Consecuentemente, no entendiendo la Sala concurrente la infracción normativa denunciada, no cabe sino desestimar el recurso formulado, con íntegra confirmación de la sentencia dictada.
Vistos los artículos citados, concordantes y demás de general y pertinente aplicación.
Fallo
Que DESESTIMANDOel recurso de suplicación interpuesto por D. Luis Alberto, debemos CONFIRMAR Y CONFIRMAMOSla sentencia dictada en fecha 01.10.2019 por el Juzgado de lo Social número Tres de Melilla, en sus autos 326/2019 promovidos por D. Jesús María frente al recurrente citado.
Se condena al recurrente a la pérdida del depósito constituido y de la cantidad consignada para recurrir, a las que se dará el destino legal, así como al pago de las costas procesales causadas en el presente recurso de suplicación, incluidos los honorarios profesionales del Letrado o Graduado Social de la parte impugnante, los cuales no podrán superar, en todo caso, la cantidad de 1.200 euros, y ello una vez adquiera firmeza la presente resolución judicial.
Notifíquese esta resolución a las partes y al Ministerio Fiscal advirtiéndoles que contra la misma cabe Recurso de Casación para la Unificación de Doctrina ante la Sala 4ª del Tribunal Supremo, el que deberá prepararse en el plazo de los veinte días siguientes a la notificación de este fallo, durante cuyo plazo se encontraran los autos a su disposición en esta Sede Judicial para su examen, todo ello de conformidad con lo dispuesto en el art. 2 del Real Decreto Ley 16/2020, de medidas procesales y organizativas para hacer frente al COVID 19 en el ámbito de la Administración de Justicia.
Indíquese al empresario demandado que en caso de recurrir habrá de consignar la suma de 600 euros, y la cantidad objeto de la condena, si no estuviera consignada con anterioridad.
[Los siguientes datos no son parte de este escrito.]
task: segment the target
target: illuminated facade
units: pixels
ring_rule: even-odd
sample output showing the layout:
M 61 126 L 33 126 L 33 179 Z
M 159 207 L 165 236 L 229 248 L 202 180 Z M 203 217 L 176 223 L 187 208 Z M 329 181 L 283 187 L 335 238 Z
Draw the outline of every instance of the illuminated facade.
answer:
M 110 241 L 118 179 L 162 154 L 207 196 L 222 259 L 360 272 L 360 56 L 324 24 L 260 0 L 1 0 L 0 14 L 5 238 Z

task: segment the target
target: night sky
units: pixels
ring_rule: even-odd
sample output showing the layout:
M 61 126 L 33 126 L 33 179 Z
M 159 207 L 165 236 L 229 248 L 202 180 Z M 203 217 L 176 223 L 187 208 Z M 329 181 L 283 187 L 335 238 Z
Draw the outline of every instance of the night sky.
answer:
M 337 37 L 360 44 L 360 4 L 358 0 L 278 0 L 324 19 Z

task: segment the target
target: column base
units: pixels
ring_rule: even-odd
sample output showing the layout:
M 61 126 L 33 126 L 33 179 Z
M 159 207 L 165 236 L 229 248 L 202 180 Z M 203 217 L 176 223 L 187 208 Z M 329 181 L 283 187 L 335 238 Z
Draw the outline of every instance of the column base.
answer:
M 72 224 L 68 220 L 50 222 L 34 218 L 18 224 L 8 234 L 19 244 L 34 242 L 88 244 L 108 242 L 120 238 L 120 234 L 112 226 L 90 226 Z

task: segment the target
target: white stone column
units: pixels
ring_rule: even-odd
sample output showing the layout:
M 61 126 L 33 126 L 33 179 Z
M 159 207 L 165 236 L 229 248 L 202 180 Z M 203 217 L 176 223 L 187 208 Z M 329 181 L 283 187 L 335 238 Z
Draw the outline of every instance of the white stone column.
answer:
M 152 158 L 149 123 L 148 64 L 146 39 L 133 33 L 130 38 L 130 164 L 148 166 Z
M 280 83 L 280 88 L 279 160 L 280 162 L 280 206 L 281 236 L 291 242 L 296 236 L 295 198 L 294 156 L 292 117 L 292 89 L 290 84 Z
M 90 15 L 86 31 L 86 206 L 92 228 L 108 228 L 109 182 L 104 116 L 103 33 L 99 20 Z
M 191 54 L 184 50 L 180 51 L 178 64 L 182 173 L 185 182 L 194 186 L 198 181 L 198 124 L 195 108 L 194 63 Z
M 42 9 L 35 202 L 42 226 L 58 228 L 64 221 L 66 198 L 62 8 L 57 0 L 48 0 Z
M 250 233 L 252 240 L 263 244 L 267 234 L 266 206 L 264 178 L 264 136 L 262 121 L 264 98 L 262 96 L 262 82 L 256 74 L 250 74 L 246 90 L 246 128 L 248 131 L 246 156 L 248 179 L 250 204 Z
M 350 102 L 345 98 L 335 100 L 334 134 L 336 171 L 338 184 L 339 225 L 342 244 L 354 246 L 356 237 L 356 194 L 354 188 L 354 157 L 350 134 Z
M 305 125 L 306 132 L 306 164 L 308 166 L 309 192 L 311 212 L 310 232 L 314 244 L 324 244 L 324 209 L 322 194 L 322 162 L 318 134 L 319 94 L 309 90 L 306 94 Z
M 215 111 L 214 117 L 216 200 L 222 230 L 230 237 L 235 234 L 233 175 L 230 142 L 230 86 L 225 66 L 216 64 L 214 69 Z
También podrá constituir aval solidario de duración indefinida y pagadero a primer requerimiento, con entidad de crédito respecto de aquella condena. Tal consignación podrá efectuarse:
1.- en caso de ingresos en efectivo, en la cuenta de Depósitos y Consignaciones de esta Sala de lo Social -cuenta nº 2928-0000-66-número de procedimiento (0000/00)-;
2.- y para el caso de ingresos por transferencia, habrá de tener lugar en la cuenta abierta por esta Sala en el Banco Santander con el número ES5500493569920005001274 (en el caso de ingresos por transferencia en formato electrónico), o IBAN ES55 0049 3569 9200 0500 1274 (para ingresos por transferencia en formato papel). Para éste último caso de ingreso por transferencia, habrá de hacer constar, en el campo reservado al beneficiario, el nombre de esta Sala de lo Social del Tribunal Superior de Justicia de Andalucía con sede en Málaga; y en el campo reservado al concepto, la cuenta número 2928-0000-66-número de procedimiento (0000/00)-.
Líbrese certificación de la presente sentencia para el rollo a archivar en este Tribunal incorporándose el original al correspondiente libro.
Así por esta nuestra sentencia, lo pronunciamos, mandamos y firmamos.